4.1.3 Comparison of distributions

  • Comparison of two or more lifetime distributions is often of interest in practice

  • For comparing two or more independent exponential distributions, different methods of hypothesis tests and confidence intervals are available

Likelihood ratio tests

  • Let \(T_{ij}\) be the lifetime corresponding to the \(j\)th subject of the \(i\)th group \((i=1, \ldots, m;\;j=1, \ldots, n_i)\)

  • Assume \(T_{ij}\sim \text{Exp}(\theta_i)\) and the null hypothesis of interest \[ H_0: \theta_1 = \cdots = \theta_m \]

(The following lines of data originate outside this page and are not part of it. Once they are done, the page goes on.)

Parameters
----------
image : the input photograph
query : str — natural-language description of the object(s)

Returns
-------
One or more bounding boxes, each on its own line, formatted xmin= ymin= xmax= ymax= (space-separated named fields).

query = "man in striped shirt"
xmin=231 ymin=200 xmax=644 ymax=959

  • Data: \[\{(t_{ij}, \delta_{ij}), i=1, \ldots, m; j=1, \ldots, n_i\}\]


  • The likelihood function for \(\boldsymbol{\theta}=(\theta_1, \ldots, \theta_m)'\) \[ \begin{aligned} L(\boldsymbol{\theta}) &= \prod_{i=1}^m\prod_{j=1}^{n_i} \Big[f(t_{ij}; \theta_i)\Big]^{\delta_{ij}}\Big[S(t_{ij}; \theta_i\Big]^{1-\delta_{ij}} \\ & = \prod_{i=1}^m\prod_{j=1}^{n_i} \Big[\frac{1}{\theta_i}\Big]^{\delta_{ij}}\,e^{-t_{ij}/\theta_i} \end{aligned} \]

  • The corresponding log-likelihood function \[\begin{align}\label{logL-theta-m} \ell(\boldsymbol{\theta}) = -\sum_i\sum_j \Big[(t_{ij}/\theta_i) + \delta_{ij}\log(\theta_i)\Big] \end{align}\]


  • The log-likelihood function \[ \begin{aligned} \ell(\boldsymbol{\theta}) &= -\sum_i\sum_j \Big[(t_{ij}/\theta_i) + \delta_{ij}\log(\theta_i)\Big] \\ & = -\sum_i \Big[(T_i/\theta_i) + r_i\log(\theta_i)\Big] \end{aligned} \]
    • \(T_i = \sum_j t_{ij}\) and \(r_i = \sum_j \delta_{ij}\)
  • Maximum likelihood estimator of \(\theta_i\) \((i=1, \ldots, m)\)
    \[ \frac{\partial\ell(\boldsymbol{\theta})}{\partial\theta_i}\Bigg\vert_{\theta_i=\hat{\theta}_i} =0 \;\;{\color{purple}\Rightarrow}\;\; \frac{T_i}{\hat\theta^2_i} - \frac{r_i}{\hat\theta_i} = 0\;\;{\color{purple}\Rightarrow}\;\; {\color{purple}\hat\theta_i= (T_i/r_i)} \]

  • Under \[H_0: \theta_1=\cdots = \theta_m=\theta \;(\text{say})\] log-likelihood function \[ \ell(\theta) = -\sum_i\Big[ (T_{i}/\theta) + r_i\log(\theta)\Big] \]

    • Under \(H_0\), the MLE of \(\theta\) \[ \tilde\theta = \frac{\sum_i T_i}{\sum_i r_i} \]

  • Likelihood ratio test statistic \[ \begin{aligned} \Lambda &= 2\ell(\hat{\boldsymbol{\theta}}) - 2\ell(\tilde\theta)\\ & = 2\sum_i\Big[-(T_i/\hat\theta_i) -r_i\log(\hat\theta_i) + (T_i/\tilde\theta) + r_i\log(\tilde\theta)\Big]\\ & = 2\sum_i\Big[ -r_i\log(\hat\theta_i) + r_i\log(\tilde\theta)\Big] \end{aligned} \]

    • Under \(H_0\), \(\Lambda\sim\chi_{(m-1)}^2\) for a large sample size

Example 4.1.4

  • Four independent samples of size 10 each had 7 failures

  • MLE under exponential model \[ \hat\theta_1 = 106,\;\hat\theta_2 = 80,\;\hat\theta_3 = 140, \;\hat\theta_4=158 \]

  • Homework

    • Test \(H_0: \theta_1=\cdots=\theta_4\)

Confidence intervals for \(\theta_1/\theta_2\)

  • Comparison between two exponential distributions \[T_i\sim \text{Exp}(\theta_i),\;i=1, 2\]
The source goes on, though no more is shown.